On the question of how Moscow would respond if the West supplied Ukraine with depleted uranium shells, following a suggestion by Britain it could supply Kyiv with the munitions, Putin said Russia had vast quantities of the weaponry.
“Russia of course has what it needs to answer. Without exaggeration, we have hundreds of thousands of such shells. We have not used them yet,” Putin added in an interview on Russian television.
The International Campaign to Abolish Nuclear Weapons (ICAN) has warned nuclear threats were creating a dangerous sense of uncertainty around their possible use.
The longer Russia’s operation in Ukraine grinds on, the greater the nuclear strike risk, ICAN warned last month ahead of the offensive’s first anniversary.
US officials have voiced fears that Russia could use nuclear weapons if it feels routed on the battlefield and could plant a fictitious story to justify its actions.

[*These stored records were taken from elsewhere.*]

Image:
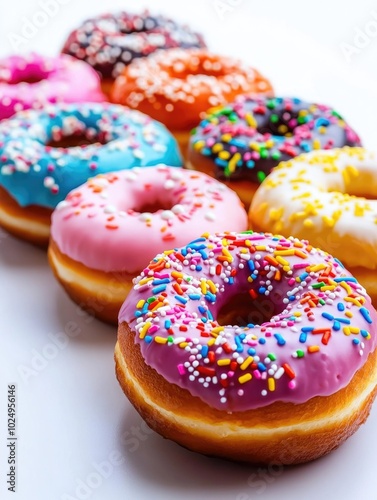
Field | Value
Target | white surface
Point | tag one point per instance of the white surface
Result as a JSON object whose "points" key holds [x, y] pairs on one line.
{"points": [[71, 414]]}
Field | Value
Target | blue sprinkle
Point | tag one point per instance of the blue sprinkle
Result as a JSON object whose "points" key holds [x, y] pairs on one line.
{"points": [[204, 351], [327, 316], [365, 314], [307, 329], [336, 325], [220, 162], [350, 278], [181, 299], [279, 338], [303, 337], [159, 289], [161, 282], [239, 344], [210, 297], [346, 321]]}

Russia has already spoken of supposed Ukrainian attempts to detonate a “dirty bomb,” drawing strong denials from Ukraine and a sharp rebuke from the United States, which had rare direct communication with Moscow to warn against nuclear use.
Neither the United States nor Russia – by far the largest nuclear weapons powers – officially has a policy of no first use of the ultra-destructive arms.
President Joe Biden recently reviewed the US’s posture and came to the sole conclusion that nuclear weapons should only be used in “extreme situations.”